All you need to know to get a job you want

All you need to know to get a job you want

Have you ever wanted to get a job in one of those big companies? Maybe you are aiming on some smaller startup instead. Anyway, getting a job as a developer is not about having the hard skills necessary to produce good and clean code. There is much more that comes to applying for a job and also getting it. In this post, you will find couple tips to increase your chances to become the rockstar developer in company you always wanted to work in.

Do the research

The first thing you should do, before taking any other steps, is thorough research on the company you want to work. When doing this research, your goal is not focus just on what you can gain, but how you can benefit the company. You should find as many areas you can be helpful at as possible and write them down. You can and should use this list later on to show the company why they should be interested in hiring you instead of anyone else.

If you would do just one thing, it should be doing this research and proving your value. Think about it from perspective of the person interviewing you for that developer job position. She will have to talk with dozens of applicants trying to convince her about their skills and experiences. In other words, the same pitch on dozens of variations. This would annoy anyone. It will also cause the pitches and applicants blend together.

When doing the research, you should explore all areas related to the company, not just the ones about developer position. Learn about company’s history, mission, goals, current team members, practices, previous projects. Since you are applying for a developer position, make sure to also check out some of the code they created. Maybe they even have some public repository on GitHub or elsewhere. In case you are about to apply for a front-end developer position, take a look under the hood of their website.

Are there any errors or flaws that can be fixed? Address them during the interview as well. It will show that you did your research about the company and you really want to get that job. However, when talking about what can be fixed, don’t make yourself sound arrogant or like a jerk. Show you expertise, but stay humble and grounded. Remember, nobody likes smart-asses so don’t behave like one.

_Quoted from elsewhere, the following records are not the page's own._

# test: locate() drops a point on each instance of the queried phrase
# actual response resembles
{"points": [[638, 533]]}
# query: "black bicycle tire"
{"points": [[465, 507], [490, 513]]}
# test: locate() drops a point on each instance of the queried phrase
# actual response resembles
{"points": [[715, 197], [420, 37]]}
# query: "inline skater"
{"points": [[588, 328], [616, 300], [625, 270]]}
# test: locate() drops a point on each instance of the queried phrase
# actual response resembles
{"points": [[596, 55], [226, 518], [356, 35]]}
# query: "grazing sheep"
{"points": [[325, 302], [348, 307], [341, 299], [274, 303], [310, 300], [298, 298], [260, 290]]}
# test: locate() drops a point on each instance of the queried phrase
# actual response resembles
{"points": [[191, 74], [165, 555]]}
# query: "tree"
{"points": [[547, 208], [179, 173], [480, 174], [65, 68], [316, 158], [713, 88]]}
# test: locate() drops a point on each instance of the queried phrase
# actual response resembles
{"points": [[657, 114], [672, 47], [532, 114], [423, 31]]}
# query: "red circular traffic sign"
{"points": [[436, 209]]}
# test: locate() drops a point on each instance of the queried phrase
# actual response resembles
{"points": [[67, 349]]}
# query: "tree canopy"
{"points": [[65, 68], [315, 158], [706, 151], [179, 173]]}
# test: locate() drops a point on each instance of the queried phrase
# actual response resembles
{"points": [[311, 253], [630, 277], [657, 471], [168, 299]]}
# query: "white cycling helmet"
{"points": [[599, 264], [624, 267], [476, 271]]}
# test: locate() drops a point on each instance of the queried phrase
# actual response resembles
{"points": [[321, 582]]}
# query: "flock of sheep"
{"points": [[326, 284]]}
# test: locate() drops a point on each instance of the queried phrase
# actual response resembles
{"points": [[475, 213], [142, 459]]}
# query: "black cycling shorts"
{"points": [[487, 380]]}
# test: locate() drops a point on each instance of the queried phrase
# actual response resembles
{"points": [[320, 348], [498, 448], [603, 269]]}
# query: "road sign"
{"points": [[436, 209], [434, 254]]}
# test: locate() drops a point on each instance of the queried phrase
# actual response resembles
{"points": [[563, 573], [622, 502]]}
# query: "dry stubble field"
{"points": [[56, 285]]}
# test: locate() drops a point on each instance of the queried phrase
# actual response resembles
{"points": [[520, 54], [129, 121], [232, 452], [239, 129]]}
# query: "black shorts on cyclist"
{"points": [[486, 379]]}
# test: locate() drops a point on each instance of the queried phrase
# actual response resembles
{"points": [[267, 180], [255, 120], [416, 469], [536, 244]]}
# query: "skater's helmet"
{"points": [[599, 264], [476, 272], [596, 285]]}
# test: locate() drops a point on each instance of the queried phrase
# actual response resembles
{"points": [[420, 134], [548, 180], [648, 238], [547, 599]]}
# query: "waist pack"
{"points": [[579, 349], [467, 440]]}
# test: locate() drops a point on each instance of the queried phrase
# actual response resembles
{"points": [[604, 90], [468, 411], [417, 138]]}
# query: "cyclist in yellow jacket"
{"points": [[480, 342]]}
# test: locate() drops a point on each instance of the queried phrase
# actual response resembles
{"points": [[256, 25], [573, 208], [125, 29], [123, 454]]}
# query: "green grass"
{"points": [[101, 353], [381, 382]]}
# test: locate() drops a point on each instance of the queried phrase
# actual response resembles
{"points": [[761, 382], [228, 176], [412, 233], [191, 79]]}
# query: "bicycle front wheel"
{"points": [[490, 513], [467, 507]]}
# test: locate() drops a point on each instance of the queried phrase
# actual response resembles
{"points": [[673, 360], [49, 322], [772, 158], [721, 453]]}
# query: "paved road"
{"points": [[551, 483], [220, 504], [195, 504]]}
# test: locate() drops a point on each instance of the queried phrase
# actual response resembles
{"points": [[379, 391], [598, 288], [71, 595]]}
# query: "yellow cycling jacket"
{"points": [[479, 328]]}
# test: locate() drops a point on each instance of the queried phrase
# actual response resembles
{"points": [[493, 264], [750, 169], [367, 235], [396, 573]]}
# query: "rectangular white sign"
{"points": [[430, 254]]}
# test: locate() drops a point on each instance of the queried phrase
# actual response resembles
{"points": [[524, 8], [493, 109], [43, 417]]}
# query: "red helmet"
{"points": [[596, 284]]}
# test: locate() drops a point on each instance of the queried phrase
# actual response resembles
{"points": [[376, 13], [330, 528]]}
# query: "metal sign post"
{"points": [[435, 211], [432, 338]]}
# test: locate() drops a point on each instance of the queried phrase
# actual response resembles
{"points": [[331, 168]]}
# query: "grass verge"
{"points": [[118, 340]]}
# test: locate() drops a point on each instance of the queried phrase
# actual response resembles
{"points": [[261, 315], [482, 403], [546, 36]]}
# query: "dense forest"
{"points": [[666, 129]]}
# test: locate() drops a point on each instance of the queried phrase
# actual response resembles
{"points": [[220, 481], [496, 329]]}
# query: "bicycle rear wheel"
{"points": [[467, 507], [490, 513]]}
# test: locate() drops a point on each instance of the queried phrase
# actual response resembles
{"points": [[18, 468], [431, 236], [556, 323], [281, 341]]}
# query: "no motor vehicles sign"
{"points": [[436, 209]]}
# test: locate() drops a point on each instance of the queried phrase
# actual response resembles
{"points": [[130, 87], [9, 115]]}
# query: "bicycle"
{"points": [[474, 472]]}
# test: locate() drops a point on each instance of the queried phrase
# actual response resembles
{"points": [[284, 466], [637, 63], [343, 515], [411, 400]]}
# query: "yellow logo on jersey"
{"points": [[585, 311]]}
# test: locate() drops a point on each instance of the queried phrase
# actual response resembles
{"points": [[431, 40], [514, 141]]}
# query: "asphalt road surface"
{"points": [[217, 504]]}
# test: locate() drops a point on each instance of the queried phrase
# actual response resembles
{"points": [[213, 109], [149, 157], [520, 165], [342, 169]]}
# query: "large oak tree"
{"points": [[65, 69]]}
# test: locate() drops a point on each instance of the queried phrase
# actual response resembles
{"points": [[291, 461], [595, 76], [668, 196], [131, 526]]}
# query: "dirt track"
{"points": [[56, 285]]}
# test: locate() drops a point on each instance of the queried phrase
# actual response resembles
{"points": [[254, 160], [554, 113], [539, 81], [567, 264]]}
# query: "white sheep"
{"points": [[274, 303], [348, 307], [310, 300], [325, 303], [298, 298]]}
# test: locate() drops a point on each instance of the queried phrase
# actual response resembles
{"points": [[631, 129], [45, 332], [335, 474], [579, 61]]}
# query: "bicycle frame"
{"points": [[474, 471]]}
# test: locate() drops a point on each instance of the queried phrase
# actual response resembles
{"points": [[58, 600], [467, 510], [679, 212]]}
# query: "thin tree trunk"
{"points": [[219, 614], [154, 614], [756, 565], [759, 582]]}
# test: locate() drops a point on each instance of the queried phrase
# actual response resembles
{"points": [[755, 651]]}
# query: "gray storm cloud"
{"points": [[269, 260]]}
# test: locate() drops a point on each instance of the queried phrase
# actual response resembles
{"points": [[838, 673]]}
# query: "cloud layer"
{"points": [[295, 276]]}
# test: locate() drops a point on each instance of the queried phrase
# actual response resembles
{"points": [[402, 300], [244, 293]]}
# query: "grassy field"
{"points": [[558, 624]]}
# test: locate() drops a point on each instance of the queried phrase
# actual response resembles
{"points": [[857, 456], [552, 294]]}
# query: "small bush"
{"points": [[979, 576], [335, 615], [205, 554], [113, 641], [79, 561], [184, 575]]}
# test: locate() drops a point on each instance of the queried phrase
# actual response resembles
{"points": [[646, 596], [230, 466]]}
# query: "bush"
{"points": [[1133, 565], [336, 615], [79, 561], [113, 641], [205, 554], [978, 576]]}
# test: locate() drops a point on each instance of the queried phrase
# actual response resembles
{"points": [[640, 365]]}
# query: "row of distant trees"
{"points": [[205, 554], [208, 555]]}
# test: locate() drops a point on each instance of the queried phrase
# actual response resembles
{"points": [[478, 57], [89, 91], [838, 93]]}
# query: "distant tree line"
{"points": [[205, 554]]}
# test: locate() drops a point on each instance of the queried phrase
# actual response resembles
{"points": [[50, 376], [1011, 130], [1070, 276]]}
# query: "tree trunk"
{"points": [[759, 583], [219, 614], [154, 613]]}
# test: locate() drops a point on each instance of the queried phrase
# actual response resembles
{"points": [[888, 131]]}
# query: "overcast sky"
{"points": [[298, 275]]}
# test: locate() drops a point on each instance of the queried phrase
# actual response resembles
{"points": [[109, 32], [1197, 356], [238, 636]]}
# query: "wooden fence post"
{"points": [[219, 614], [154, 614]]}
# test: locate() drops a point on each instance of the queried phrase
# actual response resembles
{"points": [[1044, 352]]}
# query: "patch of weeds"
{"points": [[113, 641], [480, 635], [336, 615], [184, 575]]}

The takeaway: Do the research to find where you can add value to the company.

Punctuality is for kings … And you too!

The best way to screw up the first moment, no matter if you are applying for a developer position or having a date, is to be late. Being punctual is not just about behaving like a professional, it also shows a lot about the person and his values. Think about it … Would you consider someone who never arrives on time as a trustworthy? Do you think you can trust such a person that he will do the job you asked for or keep his word? Probably not.

There is a type of people who talk, sometimes even brag, about how they don’t care about meeting deadlines and schedules. They consider those things as another numbers and that are not important enough. Interestingly, they never use this shit talk when talking with their clients or bosses. If you want to build a successful career or even a brand, deadlines should be adamant for you. I used to be that guy too, thinking about deadlines as something bad and hurting person’s creativity. Such a bullshit!

Now, I make sure to deliver on every deadline I set and every promise I give. Also, I make sure to make this as a standard for people around me and people I do business with. I advise you to do the same thing. As the saying goes: ”Treat others like you would want to be treated.” Meaning, if I set a meeting and one of us will not arrive on time, the other one should not wait. The time and date were crispy clear. If you fucked it up, it’s now your problem. The same if I have a delay. You should think about deadlines in this way … When deadline passes and you are not done, you are dead. End of story.

The only excuse is having an accident and ending up in hospital. Anyway, you should still make sure to contact your partner about you not being able to make it. Sending a message or an email after the appointment can sometimes make things even worse. If you are in doubt on being on time, send the message upfront. It is better to prepare other participants for arriving late and then being on time than otherwise, also I would not consider this as a maintainable strategy.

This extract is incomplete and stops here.